The first version is possibly intended for outdoor use where brass would be more effective than strings (although, paradoxically the inclusion of an organ part suggests a performance at least partly indoors), whereas the second version is more suitable for indoor use. The available recordings of the piece (see section below) appear to have been performed indoors. A notable outdoor performance was that of John Eliot Gardiner and the Monteverdi Choir, who performed it outside Iona Abbey to mark the 250th anniversary of Bach’s death. However, this performance was not included in the Bach Cantata Pilgrimage set of recordings.[6]

Music[edit]

This work is a motet version of the chorale Ach Gott, wie manches Herzeleid. The lower voices of the choir sing counterpoint to the chorale melody line in the soprano. The accompaniment includes an ascending string motive.[7]

Recordings[edit]

  • Amor Artis Chorale. Choral Masterpieces of the Baroque. Decca, 1965.
  • Bach Collegium Japan. Bach: Motets. BIS, 2009.
  • Greifswalde Bach Tage Choir / Bach-Orchester Berlin. J.S. Bach: Soli Deo Gloria.

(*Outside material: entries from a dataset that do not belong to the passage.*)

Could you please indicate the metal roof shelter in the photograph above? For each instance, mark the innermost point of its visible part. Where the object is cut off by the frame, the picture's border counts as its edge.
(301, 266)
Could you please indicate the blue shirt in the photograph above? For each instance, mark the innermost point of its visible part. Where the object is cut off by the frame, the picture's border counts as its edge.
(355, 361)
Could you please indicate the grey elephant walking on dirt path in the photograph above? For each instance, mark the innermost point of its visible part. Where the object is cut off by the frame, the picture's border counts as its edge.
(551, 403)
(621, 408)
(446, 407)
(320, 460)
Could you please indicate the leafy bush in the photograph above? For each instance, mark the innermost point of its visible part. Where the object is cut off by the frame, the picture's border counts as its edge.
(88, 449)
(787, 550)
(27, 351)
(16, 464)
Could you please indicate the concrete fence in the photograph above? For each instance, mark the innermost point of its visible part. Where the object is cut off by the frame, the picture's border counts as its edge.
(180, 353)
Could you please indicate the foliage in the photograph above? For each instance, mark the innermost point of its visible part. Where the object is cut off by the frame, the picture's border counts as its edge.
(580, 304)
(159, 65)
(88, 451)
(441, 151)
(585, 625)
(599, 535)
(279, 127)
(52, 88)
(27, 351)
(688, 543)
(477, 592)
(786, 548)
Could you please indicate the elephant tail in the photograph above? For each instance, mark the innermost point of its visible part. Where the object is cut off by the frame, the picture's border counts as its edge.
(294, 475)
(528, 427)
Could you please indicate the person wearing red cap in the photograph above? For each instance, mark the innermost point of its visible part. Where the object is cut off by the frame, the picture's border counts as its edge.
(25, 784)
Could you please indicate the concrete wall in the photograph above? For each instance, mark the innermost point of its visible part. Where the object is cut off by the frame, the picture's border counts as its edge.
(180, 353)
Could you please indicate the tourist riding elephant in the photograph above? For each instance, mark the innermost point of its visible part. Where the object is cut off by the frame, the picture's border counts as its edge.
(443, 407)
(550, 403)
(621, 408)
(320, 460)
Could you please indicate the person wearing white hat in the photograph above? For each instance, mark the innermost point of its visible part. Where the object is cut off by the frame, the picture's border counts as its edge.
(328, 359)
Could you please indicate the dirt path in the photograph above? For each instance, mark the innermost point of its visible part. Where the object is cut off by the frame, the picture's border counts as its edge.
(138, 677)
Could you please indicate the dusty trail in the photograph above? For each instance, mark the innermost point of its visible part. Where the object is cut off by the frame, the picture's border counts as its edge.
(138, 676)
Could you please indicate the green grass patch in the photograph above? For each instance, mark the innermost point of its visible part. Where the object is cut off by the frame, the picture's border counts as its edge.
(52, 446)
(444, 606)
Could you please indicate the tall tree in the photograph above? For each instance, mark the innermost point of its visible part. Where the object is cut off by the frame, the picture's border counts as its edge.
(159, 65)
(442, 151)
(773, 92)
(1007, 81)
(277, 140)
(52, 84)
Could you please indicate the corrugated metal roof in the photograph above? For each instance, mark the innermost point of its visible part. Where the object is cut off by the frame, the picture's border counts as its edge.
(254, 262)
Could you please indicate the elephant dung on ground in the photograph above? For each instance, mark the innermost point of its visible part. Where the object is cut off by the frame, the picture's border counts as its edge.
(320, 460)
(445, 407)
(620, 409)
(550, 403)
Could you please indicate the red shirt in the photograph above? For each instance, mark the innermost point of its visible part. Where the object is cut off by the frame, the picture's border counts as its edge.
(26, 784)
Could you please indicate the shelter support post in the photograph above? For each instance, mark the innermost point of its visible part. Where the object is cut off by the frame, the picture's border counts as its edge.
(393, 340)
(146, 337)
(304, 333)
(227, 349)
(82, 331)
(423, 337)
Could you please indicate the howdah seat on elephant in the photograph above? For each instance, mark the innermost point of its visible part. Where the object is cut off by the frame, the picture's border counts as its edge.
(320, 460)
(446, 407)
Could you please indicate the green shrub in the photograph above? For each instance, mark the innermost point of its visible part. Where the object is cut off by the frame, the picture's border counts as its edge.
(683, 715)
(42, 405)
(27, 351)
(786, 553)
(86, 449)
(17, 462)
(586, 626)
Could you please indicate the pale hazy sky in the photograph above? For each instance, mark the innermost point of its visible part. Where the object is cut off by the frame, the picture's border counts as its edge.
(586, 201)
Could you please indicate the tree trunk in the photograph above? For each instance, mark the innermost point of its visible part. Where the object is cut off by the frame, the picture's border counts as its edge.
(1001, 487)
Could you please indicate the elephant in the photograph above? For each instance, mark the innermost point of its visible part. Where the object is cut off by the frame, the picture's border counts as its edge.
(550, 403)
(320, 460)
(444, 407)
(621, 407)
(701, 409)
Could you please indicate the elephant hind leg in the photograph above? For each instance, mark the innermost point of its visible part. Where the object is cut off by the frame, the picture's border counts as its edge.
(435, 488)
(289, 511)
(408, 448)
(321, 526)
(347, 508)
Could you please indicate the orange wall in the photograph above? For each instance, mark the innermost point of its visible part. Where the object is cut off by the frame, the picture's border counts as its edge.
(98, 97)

Baroque Music Club, 1950s–1960s?
  • Monteverdi Choir. "Funeral Cantatas (cantatas BWV 106, BWV 118b & BWV 198)". Archiv, 1989
  • Theatre of Early Music. The Voice of Bach. Sony BMG, 2007.

Notes[edit]

  1. ^ "BWV" is Bach-Werke-Verzeichnis, a thematic catalogue of Bach's works.

References[edit]

  1. ^ a b "Cantata BWV 118 O Jesu Christ, mein's Lebens Licht Commentary". Bach Cantatas. Retrieved 21 August 2015. 
  2. ^ Martin Geck, John Hargraves Johann Sebastian Bach: His Life and Work 2006 Page 467
  3. ^ a b "Cantata BWV 118". Bach Cantatas. Retrieved 28 May 2013. 
  4. ^ Christoph Wolff. "Liner notes to Bach Cantatas, Vol. 21" (PDF). bach-cantatas. pp. 26–26. Retrieved 1 June 2013. 
  5. ^ Pallab Ghosh (30 May 2009). "'Lost' Music Instrument Recreated". BBC News. BBC. Retrieved 22 August 2015. [not in citation given]
  6. ^ His 1989 recording was made in St John's, Smith Square, London.
  7. ^ Ryan Turner. "BWV 118". Emmanuel Music. Retrieved 28 May 2013. 

Further reading[edit]

  • Hochreither, Karl. 2002. Performance Practice of the Instrumental-Vocal Works of Johann Sebastian Bach, translated by Melvin P. Unger. Lanham, MD: Scarecrow Press. ISBN 978-0-8108-4258-8.
  • Schulze, Hans-Joachim. 1993. "O Jesu Christ, meins Lebens Licht: On the Transmission of a Bach Source and the Riddle of Its Origin". In A Bach Tribute: Essays in Honor of William H. Scheide, edited by Paul Brainard and Ray Robinson, 209–20. Kassel and New York: Bärenreiter; Chapel Hill: Hinshaw Music. ISBN 978-0-937276-12-9.